I had a big week this past week. I visited four cities in Spain, traveling over 2,000 kilometers to do so. In miles, that is about 1200, roughly the distance from New York to Florida in the USA. All the cities, Madrid, Salamanca, Avila, and Toledo had something different to offer and all afforded the opportunity to expand my understanding of Spanish culture, both new and old. It is the “old” part I find fascinating, as here in America, our oldest culture is the Native American, and as far as advanced structure and recorded material, very little remains of the great cultures present 500-1,000 years ago. Not so, here in Spain …
This week coming up here promises fodder for market activity, and we don’t have to travel anywhere to experience it. It will come straight at us.

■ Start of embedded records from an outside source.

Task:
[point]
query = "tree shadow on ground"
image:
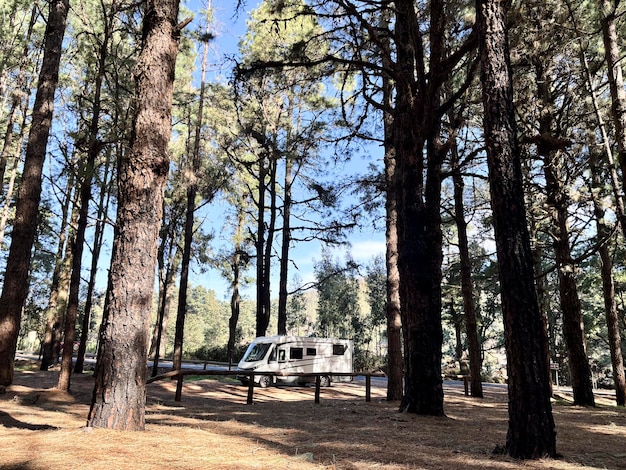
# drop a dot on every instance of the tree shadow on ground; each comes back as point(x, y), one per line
point(9, 422)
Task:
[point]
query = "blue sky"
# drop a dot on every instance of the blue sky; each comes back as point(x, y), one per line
point(365, 243)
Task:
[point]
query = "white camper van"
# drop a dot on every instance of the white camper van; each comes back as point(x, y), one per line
point(285, 354)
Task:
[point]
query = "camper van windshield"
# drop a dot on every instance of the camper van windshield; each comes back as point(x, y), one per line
point(257, 352)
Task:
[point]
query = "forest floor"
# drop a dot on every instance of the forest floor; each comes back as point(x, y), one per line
point(213, 428)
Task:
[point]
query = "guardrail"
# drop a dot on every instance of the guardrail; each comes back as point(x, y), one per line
point(181, 373)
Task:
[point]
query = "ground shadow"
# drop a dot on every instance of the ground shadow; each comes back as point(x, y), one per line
point(9, 421)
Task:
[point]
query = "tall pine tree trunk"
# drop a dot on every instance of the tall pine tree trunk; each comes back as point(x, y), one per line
point(616, 82)
point(15, 288)
point(395, 368)
point(120, 377)
point(415, 128)
point(467, 291)
point(531, 432)
point(103, 205)
point(285, 245)
point(192, 190)
point(85, 178)
point(608, 284)
point(556, 197)
point(57, 302)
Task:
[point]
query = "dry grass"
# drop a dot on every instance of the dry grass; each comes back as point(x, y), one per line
point(213, 428)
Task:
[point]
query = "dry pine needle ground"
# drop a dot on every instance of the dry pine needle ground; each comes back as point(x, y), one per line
point(213, 428)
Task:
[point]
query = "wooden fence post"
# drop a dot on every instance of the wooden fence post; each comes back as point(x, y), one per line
point(179, 386)
point(318, 382)
point(250, 389)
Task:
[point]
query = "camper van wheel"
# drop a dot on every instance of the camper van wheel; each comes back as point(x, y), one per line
point(265, 381)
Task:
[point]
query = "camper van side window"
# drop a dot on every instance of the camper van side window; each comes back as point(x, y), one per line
point(295, 353)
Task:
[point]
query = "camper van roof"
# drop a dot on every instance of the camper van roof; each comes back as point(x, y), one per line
point(287, 338)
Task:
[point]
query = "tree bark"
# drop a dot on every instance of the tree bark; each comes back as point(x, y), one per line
point(57, 301)
point(616, 82)
point(415, 127)
point(94, 148)
point(103, 205)
point(285, 245)
point(467, 291)
point(192, 191)
point(531, 432)
point(608, 284)
point(556, 199)
point(15, 288)
point(120, 377)
point(395, 367)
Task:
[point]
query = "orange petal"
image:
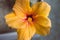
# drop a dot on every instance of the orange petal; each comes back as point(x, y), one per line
point(26, 33)
point(22, 6)
point(42, 25)
point(14, 21)
point(41, 9)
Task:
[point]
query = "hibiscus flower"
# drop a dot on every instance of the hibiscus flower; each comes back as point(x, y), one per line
point(28, 20)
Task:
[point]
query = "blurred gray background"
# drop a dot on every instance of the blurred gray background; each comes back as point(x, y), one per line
point(7, 33)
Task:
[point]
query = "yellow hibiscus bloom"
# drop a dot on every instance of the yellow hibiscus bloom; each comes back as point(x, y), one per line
point(29, 20)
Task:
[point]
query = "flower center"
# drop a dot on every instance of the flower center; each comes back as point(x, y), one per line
point(29, 18)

- Consumer sentiment data will come out on Friday.
My guess is the consumer is feeling better about the economy, and if I am correct, this will add momentum to an economy that seems to be chugging forward. It might not be enough yet to get big money back into the equities market, but it could get them thinking if they don’t move money soon, they will be chasing the market, and that is never a solid position.
- February retail sales, due on Tuesday morning, will be among the most-watched reports in the week ahead.

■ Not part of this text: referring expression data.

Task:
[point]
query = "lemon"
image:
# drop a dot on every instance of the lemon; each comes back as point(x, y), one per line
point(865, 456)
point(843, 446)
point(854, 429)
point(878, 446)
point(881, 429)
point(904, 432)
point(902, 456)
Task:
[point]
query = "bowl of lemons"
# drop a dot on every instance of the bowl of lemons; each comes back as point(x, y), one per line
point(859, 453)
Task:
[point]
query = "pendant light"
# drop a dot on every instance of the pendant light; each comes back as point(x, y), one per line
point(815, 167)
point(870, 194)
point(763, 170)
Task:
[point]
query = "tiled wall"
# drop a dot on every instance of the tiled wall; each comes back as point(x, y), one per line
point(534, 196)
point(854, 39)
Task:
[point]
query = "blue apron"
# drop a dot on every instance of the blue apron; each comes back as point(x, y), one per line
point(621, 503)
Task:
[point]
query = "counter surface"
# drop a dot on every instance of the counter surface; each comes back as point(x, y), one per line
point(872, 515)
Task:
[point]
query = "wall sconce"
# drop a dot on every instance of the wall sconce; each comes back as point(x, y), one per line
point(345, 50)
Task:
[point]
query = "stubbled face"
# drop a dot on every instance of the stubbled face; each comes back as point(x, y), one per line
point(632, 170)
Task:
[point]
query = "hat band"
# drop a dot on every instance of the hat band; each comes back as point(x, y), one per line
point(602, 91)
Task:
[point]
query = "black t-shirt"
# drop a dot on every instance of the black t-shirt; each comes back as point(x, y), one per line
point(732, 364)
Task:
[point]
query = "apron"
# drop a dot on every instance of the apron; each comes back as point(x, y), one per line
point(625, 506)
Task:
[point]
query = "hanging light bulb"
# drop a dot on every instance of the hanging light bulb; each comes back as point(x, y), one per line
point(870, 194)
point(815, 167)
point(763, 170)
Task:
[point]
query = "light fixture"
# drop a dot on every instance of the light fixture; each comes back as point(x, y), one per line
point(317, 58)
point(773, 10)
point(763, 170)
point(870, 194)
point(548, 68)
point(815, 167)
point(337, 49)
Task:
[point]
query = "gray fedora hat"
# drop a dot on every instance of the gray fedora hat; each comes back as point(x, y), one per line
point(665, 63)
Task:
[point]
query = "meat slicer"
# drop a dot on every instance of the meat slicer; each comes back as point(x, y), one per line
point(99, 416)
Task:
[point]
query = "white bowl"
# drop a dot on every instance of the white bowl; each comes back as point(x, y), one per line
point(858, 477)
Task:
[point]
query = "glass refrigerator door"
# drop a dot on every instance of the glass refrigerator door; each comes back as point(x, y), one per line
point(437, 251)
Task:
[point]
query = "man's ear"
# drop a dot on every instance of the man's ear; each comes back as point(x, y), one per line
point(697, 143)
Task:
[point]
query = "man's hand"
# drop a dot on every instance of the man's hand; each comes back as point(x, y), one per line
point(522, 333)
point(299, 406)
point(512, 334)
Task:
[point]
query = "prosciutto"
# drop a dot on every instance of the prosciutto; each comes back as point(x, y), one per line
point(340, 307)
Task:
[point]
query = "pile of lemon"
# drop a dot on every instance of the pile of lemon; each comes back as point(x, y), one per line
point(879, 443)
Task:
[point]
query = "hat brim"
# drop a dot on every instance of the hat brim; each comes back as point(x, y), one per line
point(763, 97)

This goes hand in hand with consumer sentiment. If both come in strong, big money might see this a point to start easing into the equities market.
- The Producer Price Index and the Consumer Price Index data is coming out.

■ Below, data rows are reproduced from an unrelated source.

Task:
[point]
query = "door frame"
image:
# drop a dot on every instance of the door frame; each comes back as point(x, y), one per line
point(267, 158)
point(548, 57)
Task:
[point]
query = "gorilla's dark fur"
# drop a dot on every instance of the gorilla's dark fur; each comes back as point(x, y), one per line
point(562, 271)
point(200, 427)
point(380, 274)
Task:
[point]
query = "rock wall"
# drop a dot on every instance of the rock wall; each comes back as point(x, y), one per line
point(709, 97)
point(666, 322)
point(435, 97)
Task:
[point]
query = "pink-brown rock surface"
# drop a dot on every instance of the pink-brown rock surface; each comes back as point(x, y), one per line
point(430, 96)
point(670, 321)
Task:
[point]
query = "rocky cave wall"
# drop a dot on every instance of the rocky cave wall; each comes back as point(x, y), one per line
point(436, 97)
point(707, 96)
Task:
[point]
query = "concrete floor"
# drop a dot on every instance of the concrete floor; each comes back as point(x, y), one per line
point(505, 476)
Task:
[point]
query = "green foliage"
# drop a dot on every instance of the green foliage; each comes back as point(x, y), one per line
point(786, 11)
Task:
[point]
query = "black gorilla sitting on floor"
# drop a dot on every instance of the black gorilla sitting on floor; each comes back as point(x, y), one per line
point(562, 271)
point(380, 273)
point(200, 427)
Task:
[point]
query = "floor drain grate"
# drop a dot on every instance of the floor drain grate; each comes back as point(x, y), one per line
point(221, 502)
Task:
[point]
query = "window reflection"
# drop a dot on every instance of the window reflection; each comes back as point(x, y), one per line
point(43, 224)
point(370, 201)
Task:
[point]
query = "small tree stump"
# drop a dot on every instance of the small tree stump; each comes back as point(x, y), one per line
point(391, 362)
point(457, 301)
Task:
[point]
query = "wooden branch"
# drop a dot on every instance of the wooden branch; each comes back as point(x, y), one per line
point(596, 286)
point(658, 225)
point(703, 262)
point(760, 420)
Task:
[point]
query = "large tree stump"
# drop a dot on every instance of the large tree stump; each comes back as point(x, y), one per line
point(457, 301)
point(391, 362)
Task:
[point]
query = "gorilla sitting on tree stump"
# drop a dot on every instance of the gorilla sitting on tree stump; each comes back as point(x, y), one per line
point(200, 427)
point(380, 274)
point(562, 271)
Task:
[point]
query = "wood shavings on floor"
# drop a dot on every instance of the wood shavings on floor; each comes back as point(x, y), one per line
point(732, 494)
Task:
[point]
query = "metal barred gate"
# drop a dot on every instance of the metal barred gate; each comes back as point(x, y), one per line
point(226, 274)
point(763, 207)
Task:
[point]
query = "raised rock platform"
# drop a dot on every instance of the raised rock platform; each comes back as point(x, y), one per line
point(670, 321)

Oil, prices are the words on everyone’s lips as it pertains to inflation. Oil prices have once again jumped above $100 and remained there. Both WTI and Brent are showing no signs of easing, even though there is now talk of over-supply and decreasing demand in the market. If the numbers come out suggesting inflation is on the rise substantially, speculation will start flying about what the Fed might do to contain this ever-present threat. Keep in mind, the Fed’s real concern about inflation is not oil and food prices rising as much as it wages rising. Put them both together (wages are rising according to the latest government report), and the Fed sees that as a big problem. Add this all together and a long-term U.S. bond-market shakeup is a real potential. How does an investor sit on a minimal ROI that is less than the current inflation rate and how does an investor stay the course if inflation is beginning to rise quickly. Furthermore, what does the picture look like if the Fed opens the door to raising rates, even though they have suggested that will not happen for some time?
- Greece hopes to get 1 billion euros ($1.31 billion) in financing from the European Investment Bank (EIB) this year as a stimulus for its ailing economy.
We might hear something about this in the coming week or so, and it might prove pivotal in the perception of Greece as the perpetual “hole in the bucket” for the EU. The problem is that many European investors see Greece ultimately falling apart economically and leaving the EU. Even though it seems counterintuitive for Greece to borrow more money, it has to get its economy going, and this is one way to jump start it. Investors will see this as a positive step forward.